With the traditional 'khatiya' or 'stretcher ambulance' (a wooden
plank strung between two ropes) seen as outdated and only suitable
for short distances, lack of transport in many villages in Terai
is consistently identified as a major barrier to accessing emergency
health services.
In Nawalparasi, community members discussed this issue and came
up with the idea of using bicycle ambulances. Community members
and project staff visited a local engineering works to see a
model which cost about GB £100, developed with the help
of Intermediate Technology Development Group (ITDG).
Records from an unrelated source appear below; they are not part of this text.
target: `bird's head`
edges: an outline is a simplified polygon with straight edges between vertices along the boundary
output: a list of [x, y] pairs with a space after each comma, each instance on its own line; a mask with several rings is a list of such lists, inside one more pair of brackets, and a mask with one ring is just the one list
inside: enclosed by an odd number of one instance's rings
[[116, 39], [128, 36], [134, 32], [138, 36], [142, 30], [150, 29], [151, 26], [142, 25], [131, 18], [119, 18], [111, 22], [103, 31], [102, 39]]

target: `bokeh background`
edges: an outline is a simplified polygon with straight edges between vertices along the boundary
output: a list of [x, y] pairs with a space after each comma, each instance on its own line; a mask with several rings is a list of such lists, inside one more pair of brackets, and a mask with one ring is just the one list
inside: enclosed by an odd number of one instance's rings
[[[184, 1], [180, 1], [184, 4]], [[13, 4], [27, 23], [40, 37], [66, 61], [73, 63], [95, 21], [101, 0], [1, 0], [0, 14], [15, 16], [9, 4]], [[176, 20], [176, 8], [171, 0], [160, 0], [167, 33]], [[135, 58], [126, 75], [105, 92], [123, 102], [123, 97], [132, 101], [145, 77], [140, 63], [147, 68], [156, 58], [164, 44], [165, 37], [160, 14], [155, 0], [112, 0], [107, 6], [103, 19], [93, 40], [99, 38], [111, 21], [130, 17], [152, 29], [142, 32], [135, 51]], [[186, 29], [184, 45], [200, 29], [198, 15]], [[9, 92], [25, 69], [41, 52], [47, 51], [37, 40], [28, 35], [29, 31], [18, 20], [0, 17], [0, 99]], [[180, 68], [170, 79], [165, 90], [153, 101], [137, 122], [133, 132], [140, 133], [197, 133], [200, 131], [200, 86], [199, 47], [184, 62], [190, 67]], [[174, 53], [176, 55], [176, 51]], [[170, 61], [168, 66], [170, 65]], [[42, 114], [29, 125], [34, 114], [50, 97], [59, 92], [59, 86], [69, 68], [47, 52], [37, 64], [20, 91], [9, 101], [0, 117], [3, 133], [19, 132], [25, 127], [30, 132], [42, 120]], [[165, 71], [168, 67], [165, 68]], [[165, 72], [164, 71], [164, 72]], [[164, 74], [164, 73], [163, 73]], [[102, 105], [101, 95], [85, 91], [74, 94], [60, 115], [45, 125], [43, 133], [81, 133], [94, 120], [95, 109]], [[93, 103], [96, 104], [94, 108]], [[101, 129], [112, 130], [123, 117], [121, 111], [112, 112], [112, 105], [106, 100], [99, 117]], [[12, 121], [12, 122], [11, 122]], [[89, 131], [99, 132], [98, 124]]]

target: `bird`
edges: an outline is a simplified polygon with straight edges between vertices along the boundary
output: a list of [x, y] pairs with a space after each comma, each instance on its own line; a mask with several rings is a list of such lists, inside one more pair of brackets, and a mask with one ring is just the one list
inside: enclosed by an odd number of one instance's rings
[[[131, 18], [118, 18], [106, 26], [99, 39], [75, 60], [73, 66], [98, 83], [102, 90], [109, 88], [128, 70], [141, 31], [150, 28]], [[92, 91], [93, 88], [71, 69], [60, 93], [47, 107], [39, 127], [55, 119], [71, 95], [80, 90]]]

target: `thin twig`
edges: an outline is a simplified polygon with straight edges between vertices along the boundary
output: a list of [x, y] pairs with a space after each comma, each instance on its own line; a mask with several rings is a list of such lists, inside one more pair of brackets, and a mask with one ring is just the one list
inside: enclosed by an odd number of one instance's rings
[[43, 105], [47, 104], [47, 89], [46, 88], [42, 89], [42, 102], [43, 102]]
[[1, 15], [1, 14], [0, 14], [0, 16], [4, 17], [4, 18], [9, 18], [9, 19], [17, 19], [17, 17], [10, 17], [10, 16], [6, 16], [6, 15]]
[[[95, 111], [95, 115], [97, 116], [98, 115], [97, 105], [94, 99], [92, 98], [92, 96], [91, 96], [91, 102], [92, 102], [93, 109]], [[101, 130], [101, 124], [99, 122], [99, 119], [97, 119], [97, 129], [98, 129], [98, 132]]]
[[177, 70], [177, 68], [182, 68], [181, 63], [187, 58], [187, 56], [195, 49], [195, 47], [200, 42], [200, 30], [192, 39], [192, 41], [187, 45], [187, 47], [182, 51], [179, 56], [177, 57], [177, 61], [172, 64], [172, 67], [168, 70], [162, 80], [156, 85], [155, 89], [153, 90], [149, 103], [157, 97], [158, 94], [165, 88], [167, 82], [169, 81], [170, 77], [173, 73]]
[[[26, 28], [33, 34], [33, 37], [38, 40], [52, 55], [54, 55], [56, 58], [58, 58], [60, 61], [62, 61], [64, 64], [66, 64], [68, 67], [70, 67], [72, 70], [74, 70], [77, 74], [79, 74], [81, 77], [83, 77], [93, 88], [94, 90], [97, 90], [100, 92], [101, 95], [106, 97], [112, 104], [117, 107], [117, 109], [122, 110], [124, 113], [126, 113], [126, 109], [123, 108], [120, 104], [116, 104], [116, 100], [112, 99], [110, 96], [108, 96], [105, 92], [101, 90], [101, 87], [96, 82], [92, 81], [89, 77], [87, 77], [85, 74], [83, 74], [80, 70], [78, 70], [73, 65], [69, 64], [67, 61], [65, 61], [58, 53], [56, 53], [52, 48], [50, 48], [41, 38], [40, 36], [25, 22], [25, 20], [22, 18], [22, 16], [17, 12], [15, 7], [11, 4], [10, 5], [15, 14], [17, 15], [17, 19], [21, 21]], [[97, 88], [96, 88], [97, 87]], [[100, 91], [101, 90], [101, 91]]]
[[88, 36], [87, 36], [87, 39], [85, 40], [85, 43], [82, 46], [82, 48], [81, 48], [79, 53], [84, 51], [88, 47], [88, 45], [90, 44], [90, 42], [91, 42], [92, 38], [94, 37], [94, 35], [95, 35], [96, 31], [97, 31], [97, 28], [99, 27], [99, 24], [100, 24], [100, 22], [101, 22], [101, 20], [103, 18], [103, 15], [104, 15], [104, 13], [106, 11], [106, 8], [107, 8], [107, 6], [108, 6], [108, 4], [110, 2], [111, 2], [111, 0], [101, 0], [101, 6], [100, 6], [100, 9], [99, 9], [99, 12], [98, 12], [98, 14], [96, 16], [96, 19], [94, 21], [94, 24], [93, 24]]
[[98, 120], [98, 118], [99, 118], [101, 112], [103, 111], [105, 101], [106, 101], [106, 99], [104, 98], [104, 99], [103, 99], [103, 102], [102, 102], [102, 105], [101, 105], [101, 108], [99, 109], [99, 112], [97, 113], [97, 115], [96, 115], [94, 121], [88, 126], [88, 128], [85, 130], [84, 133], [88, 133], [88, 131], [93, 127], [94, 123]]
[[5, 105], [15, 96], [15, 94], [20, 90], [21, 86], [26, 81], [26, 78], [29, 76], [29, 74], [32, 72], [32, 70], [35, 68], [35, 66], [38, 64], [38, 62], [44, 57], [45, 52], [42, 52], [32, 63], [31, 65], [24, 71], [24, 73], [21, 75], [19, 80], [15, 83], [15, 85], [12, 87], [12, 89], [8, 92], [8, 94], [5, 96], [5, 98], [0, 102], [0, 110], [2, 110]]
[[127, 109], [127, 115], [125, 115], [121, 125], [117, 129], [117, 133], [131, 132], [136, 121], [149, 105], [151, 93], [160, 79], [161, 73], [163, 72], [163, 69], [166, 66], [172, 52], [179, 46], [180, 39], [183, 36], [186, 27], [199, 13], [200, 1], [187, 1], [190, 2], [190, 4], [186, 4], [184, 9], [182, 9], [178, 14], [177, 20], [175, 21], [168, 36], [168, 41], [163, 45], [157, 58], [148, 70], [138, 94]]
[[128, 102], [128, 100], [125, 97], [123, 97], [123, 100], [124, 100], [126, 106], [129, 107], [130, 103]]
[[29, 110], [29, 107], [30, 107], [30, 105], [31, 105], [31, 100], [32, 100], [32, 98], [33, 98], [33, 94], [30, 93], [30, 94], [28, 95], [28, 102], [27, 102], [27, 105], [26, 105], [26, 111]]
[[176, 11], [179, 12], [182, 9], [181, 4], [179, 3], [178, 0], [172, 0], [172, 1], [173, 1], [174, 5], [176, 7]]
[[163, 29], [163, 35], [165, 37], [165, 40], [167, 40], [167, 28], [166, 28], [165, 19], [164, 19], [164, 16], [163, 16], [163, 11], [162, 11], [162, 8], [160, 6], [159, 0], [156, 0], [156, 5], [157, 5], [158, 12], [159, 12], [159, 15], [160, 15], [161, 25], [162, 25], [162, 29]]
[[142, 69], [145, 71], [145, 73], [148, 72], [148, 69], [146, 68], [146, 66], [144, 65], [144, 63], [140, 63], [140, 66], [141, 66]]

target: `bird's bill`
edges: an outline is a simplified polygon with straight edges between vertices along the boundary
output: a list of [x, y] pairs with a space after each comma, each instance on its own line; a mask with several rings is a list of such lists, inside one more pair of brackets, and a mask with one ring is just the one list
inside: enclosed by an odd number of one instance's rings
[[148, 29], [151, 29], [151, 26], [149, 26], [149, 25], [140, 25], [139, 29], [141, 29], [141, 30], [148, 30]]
After this, 22 bicycles were bought with funds from the District
Development Committee, District Health Office, Nepal Safer Motherhood
Project (NSMP) and two NGOs. These bicycle ambulances are now
used for emergency obstetric care (EmOC) and other health conditions
and are managed by community groups. Rules and regulations for
their use and maintenance have been developed, with 5-10 rupees
(about GB 7 pence!) charged for each trip and the money used
for maintenance purposes.
In a survey, the women and men who drive the ambulances said
that there were many benefits to them. These include that they
are:
- Easy and faster than rickshaws or khatiya.
- Comfortable - as they are designed for use on rough roads.
- Cheaper - as the service charges are very low.
- Suitable for use during Bandhs (transport strikes) - which
are common.
- Easy to repair and maintain.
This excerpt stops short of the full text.